Clin Chim Acta. 2024 Jun 1;559:119705. doi: 10.1016/j.cca.2024.119705. Epub 2024 May 1.
Early recognition and timely intervention for AKI in critically ill patients were crucial to reduce morbidity and mortality. This study aimed to use biomarkers to construct a optimal machine learning model for early prediction of AKI in critically ill patients within seven days.
The prospective cohort study enrolled 929 patients altogether who were admitted in ICU including 680 patients in training set (Jiefang Campus) and 249 patients in external testing set (Binjiang Campus). After performing strict inclusion and exclusion criteria, 421 patients were selected in training set for constructing predictive model and 167 patients were selected in external testing for evaluating the predictive performance of resulting model. Urine and blood samples were collected for kidney injury associated biomarkers detection. Baseline clinical information and laboratory data of the study participants were collected. We determined the average prediction efficiency of six machine learning models through 10-fold cross validation.
In total, 78 variables were collected when admission in ICU and 43 variables were statistically significant between AKI and non-AKI cohort. Then, 35 variables were selected as independent features for AKI by univariate logistic regression. Spearman correlation analysis was used to remove two highly correlated variables. Three ranking methods were used to explore the influence of 33 variables for further determining the best combination of variables. The gini importance ranking method was found to be applicable for variables filtering. The predictive performance of AKIML which constructed by the XGBoost algorithm was the best among six machine learning models. When the AKIML included the nine features (NGAL, IGFBP7, sCysC, CAF22, KIM-1, NT-proBNP, IL-6, IL-18 and L-FABP) with the highest influence ranking, its model had the best prediction performance, with an AUC of 0.881 and an accuracy of 0.815 in training set, similarly, with an AUC of 0.889 and an accuracy of 0.846 in validation set. Moreover, the performace was slightly outperformed in testing set with an AUC of 0.902 and an accuracy of 0.846. The SHAP algorithm was used to interpret the prediction results of AKIML. The web-calculator of AKIML was shown for predicting AKI with more convenient(https://www.xsmartanalysis.com/model/list/predict/model/html?mid=8065&symbol=11gk693982SU6AE1ms21). AKIML was better than the optimal model built with only routine tests for predicting AKI in critically ill patients within 7 days.

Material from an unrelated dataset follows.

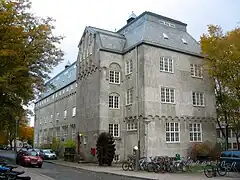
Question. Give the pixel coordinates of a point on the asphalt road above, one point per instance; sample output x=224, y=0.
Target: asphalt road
x=59, y=172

The model AKIML constructed by the XGBoost algorithm with selecting the nine most influential biomarkers in the gini importance ranking method had the best performance in predicting AKI in critically ill patients within 7 days. This data-driven predictive model will help clinicians to make quick and accurate diagnosis.
对危重症患者的急性肾损伤(AKI)进行早期识别和及时干预对于降低发病率和死亡率至关重要。本研究旨在利用生物标志物构建一个最佳机器学习模型,用于在7天内对危重症患者的AKI进行早期预测。
前瞻性队列研究共纳入929例入住重症监护病房(ICU)的患者,其中训练集(解放校区)680例,外部测试集(滨江校区)249例。在执行严格的纳入和排除标准后,训练集中选取421例患者构建预测模型,外部测试中选取167例患者评估所得模型的预测性能。收集尿液和血液样本用于检测与肾损伤相关的生物标志物。收集研究参与者的基线临床信息和实验室数据。我们通过10倍交叉验证确定了六种机器学习模型的平均预测效率。
共收集到78个入住ICU时的变量,其中43个变量在AKI组和非AKI组之间具有统计学意义。然后,通过单因素逻辑回归选择35个变量作为AKI的独立特征。采用Spearman相关分析去除两个高度相关的变量。使用三种排序方法探索33个变量的影响,以进一步确定最佳变量组合。发现基尼重要性排序方法适用于变量筛选。在六种机器学习模型中,由XGBoost算法构建的AKIML预测性能最佳。当AKIML包含影响排名最高的九个特征(中性粒细胞明胶酶相关脂质运载蛋白(NGAL)、胰岛素样生长因子结合蛋白7(IGFBP7)、胱抑素C(sCysC)、CAF22、肾损伤分子-1(KIM-1)、N末端脑钠肽前体(NT-proBNP)、白细胞介素-6(IL-6)、白细胞介素-18(IL-18)和肝型脂肪酸结合蛋白(L-FABP))时,其模型具有最佳预测性能,训练集中曲线下面积(AUC)为0.881,准确率为0.815,同样,验证集中AUC为0.889,准确率为0.846。此外,测试集中性能略优,AUC为0.902,准确率为0.846。使用SHAP算法解释AKIML的预测结果。展示了AKIML的网络计算器,用于更方便地预测AKI(https://www.xsmartanalysis.com/model/list/predict/model/html?mid=8065&symbol=11gk693982SU6AE1ms21)。在预测7天内危重症患者的AKI方面,AKIML优于仅使用常规检查构建的最佳模型。
通过XGBoost算法构建的AKIML模型,在基尼重要性排序方法中选择九个最具影响力的生物标志物,在预测7天内危重症患者的AKI方面具有最佳性能。这个数据驱动的预测模型将有助于临床医生做出快速准确的诊断。